Mama thrust the window open. You stunk up the whole room with your roughhousing, she grumbled, feigning anger, wide-eyed with a concern, with an astonishment that Aron could only sense. Are you a couple of little tots, raising such a rumpus and hitting each other, and she steered Yochi out of the room to set the table and, leaning over Aron, whispered, Who started it, tell me the truth now, who started it? And Aron, bewildered, gave the answer she demanded like one possessed: She started it. And even sobbed: Yochi did. She started it. Mama stood over him. Look what she’s done to your back, the murderess, feh, why didn’t you call me right away, it’s a good thing I heard you. Lie down a minute. I see a big one with a yellow head. Lie still.

He buried his face in the pillow. No longer there. He didn’t have the strength for this. Quietly he sobbed out the grief Yochi had caused him, he couldn’t quite remember how, and nevertheless, his phony sadness choked his throat, a lozenge of misery melting down to relieve the bitterness of heartbreak.

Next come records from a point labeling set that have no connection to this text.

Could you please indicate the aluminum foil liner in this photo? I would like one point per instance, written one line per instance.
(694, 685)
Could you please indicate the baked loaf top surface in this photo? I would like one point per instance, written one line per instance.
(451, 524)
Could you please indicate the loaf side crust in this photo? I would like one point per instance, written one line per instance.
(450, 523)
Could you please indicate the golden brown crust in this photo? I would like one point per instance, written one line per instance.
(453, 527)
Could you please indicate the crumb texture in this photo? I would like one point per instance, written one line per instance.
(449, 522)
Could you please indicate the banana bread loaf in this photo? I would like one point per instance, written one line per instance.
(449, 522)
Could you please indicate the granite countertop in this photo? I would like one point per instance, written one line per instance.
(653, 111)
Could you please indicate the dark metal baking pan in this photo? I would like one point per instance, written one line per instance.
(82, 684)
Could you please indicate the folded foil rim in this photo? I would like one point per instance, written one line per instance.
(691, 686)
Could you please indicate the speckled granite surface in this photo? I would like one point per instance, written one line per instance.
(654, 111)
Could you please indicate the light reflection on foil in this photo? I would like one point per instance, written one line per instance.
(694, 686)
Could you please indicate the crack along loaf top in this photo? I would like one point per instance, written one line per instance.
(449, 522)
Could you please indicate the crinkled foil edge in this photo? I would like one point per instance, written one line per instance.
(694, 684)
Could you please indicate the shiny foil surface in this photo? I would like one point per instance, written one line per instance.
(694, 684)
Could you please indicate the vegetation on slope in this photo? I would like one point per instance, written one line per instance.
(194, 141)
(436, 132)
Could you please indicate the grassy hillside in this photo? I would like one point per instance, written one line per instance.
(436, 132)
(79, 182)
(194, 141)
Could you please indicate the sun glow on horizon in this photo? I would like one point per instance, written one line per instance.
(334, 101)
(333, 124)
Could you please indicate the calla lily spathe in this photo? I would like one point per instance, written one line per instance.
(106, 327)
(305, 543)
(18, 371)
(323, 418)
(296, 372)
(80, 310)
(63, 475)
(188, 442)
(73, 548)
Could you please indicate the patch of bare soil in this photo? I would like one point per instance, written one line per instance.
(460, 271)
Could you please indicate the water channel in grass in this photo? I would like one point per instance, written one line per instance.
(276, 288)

Mama pinched the skin around the pimple. The hem of her bathrobe brushed against his puffy flesh. He waited for the prickle of pain, for the quick spurt. He arched his back: let it come already, let it out, let it hurt and be done with, but she suddenly winced. Pulled angrily away from his protruding rib cage, from his puny, disappointing body. Nu, get dressed already. I don’t have time for you right now. Why are you looking at me like that? Take a look at yourself instead, why don’t you ever wash? I can smell you clear over to here. And what have you done to your mattress! Look! With upraised fingers she charged at the mattress and tried to stuff the seaweed back in, You throw dancing parties on your mattress at night? You think we have the money to buy you a new mattress every other day? She gripped the frayed edges of the fabric and stuffed in more of the crimpy tangles, which managed to slip out between her fingers. Choleria take it, with you and your sister, willyou look at this room, feh, how you stink, I pity the woman who marries you, and what are you doing lounging around here in the middle of the afternoon, you think this is a hotel or something?

“I’m tired.”

“So I noticed. A boy your age, you should be”—she searched for the words—“sucking out life till it dribbles down your chin.” Ha, what a life, she thought, his father’s turning into a regular he-goat and this one’s like a piece of stale bread.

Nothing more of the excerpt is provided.